4th – 19th November
Henrik Jacob, born in Dresden, was 17 years old when the Berlin Wall came down and less than a year after that his country, the former GDR, was relegated to the pages of history. One can only imagine today what it must have been like to come of age in GDR at a time of such a complete sociopolitical upheaval, followed by the death of a state and a whole system of thought. Whether this experience spurred Henrik Jacob to choose to make art as a career is a question probably best left open, but the mild and humorous pictorial persuasions that populate his work owe much to the absurdity that came from the collapse of the Eastern bloc and what led it to exist in the first place.
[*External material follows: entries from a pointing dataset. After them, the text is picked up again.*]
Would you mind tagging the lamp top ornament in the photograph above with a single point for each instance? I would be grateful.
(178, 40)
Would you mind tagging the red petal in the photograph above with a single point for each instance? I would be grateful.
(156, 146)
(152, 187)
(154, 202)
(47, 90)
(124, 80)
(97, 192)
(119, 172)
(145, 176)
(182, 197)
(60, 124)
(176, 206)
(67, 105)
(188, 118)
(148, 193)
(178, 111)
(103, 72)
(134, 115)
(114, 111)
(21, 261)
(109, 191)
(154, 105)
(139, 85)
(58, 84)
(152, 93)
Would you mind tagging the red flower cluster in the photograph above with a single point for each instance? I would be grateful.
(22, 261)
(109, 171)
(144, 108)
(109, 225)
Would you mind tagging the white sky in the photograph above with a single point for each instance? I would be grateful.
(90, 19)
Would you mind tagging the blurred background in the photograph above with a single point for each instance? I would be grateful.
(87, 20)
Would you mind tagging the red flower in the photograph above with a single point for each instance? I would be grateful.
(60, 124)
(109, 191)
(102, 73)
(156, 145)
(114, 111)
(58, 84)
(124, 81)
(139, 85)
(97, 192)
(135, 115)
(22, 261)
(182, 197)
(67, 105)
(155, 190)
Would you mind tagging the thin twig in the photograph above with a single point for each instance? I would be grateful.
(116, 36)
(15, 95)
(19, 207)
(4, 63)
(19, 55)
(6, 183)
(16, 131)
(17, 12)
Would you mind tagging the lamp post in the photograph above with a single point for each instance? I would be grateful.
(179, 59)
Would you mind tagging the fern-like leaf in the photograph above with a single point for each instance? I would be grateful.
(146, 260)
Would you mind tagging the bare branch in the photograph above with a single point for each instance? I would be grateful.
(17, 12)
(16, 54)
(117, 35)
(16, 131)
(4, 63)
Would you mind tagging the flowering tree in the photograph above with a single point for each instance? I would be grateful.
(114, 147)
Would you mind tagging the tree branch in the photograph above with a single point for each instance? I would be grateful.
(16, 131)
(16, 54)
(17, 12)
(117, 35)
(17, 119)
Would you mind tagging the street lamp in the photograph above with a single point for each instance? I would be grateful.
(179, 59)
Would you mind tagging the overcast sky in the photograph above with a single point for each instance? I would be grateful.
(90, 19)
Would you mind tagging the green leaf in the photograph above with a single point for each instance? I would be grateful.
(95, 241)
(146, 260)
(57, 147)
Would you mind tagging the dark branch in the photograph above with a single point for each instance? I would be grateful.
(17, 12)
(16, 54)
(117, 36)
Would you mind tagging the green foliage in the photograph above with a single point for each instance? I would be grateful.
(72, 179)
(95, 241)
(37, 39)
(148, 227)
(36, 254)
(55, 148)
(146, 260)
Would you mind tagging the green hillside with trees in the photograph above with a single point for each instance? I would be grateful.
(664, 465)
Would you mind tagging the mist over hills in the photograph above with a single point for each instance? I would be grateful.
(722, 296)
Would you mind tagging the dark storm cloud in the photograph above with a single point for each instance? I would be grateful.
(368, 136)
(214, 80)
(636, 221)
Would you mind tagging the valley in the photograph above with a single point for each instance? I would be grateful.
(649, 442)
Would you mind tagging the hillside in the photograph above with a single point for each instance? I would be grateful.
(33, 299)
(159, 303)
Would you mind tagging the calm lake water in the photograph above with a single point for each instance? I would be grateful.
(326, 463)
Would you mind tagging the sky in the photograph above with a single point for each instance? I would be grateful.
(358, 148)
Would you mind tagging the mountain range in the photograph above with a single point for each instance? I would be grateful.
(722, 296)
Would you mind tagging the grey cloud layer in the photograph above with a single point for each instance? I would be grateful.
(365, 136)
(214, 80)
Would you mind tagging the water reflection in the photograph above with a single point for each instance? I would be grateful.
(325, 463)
After graduating from the Academy of Fine Arts in Bremen in 2001, Henrik Jacob moved to Berlin and began working with several long-term art projects, which include a series of drawings entitled “eddings”. Emanating from bad German advertising, general cheap thrills and a propensity for playing on words, these drawings combine to form a sprawling world of mysterious and absurd imagery. Even though these works arrive from a single vantage point, they are also strangely generous and open-ended. One could consider the “eddings” as one-liners, yet for their confident draftsmanship they have a staying power that lingers long after they have dispensed their initial effect. The artist has tapped into the classic modes of representation as experienced in 18th century prints and engravings and also drawing as perceived prior to the invention and spread of photographic techniques in the mid-19th century. The ongoing themes of the “eddings” act as a window to the everyday illogicality we have all experienced at some point in our lives.
Another project is called “rubbings.” These works replicate the act of drawing, but are created from the transfer of photographic newsprint onto architectural paper. The source material is always specifically chosen from the “quasi-intellectual” magazine Der Spiegel. This German weekly magazine is notorious for elevating tabloid style drama into high-culture and is favored mainly by German conservatives. Der Spiegel gives license to low-culture by representing it from a disinterested and elevated viewpoint, thus reversing the usual process of downgrading serious news to, in common parlance “cheap thrills”. The images, having undergone Henrik Jacob’s treatment have a three-dimensional, almost sculptural quality to them as the artist resets their content as floating tableau’s, now released from their original context. His intervention in the image, by only transferring a bare minimum of visual information, invites us to suspend our disbelief in pictorial truth to the point of the absurd.
The main project that has engaged the artist throughout his career is his investigation how familiar pictures from popular culture are constructed and what lies behind our desire to give them credence. This series, called “knete” is a manifestation of what happens when one approaches image making from an entirely novel viewpoint and methodology. The “knete” series are in fact, hand-sculpted images, made entirely from black, gray and white modeling clay that appear, at first glance, to be blurry photographs. The artist is playing with our senses: our eyes want to “flatten” his pictures, to reduce them to reproductions of the photographic source from which they originate. But each piece of modeling clay that makes up the final picture has been painstakingly applied by the artist to build up a believable image. Our concept of image making is forced to take a detour under Henrik Jacob’s playful ‘in and out’, ‘back to front’ and ‘upside-down’ handling. His images are not photographs and they are not paintings. Yet we see them as images, but are they sculpture? The artist’s handling of the picture plane in the “knete” series suggests a closet sculptor, caught in a painter’s body. It is clever, when we find ourselves subscribing to Henrik Jacob’s play on image making, but we are never deceived. Instead, as onlookers, we are invited to share in the open-ended theater of everyday psychodrama, obsessively and compulsively embossed by the artist’s thumbprints.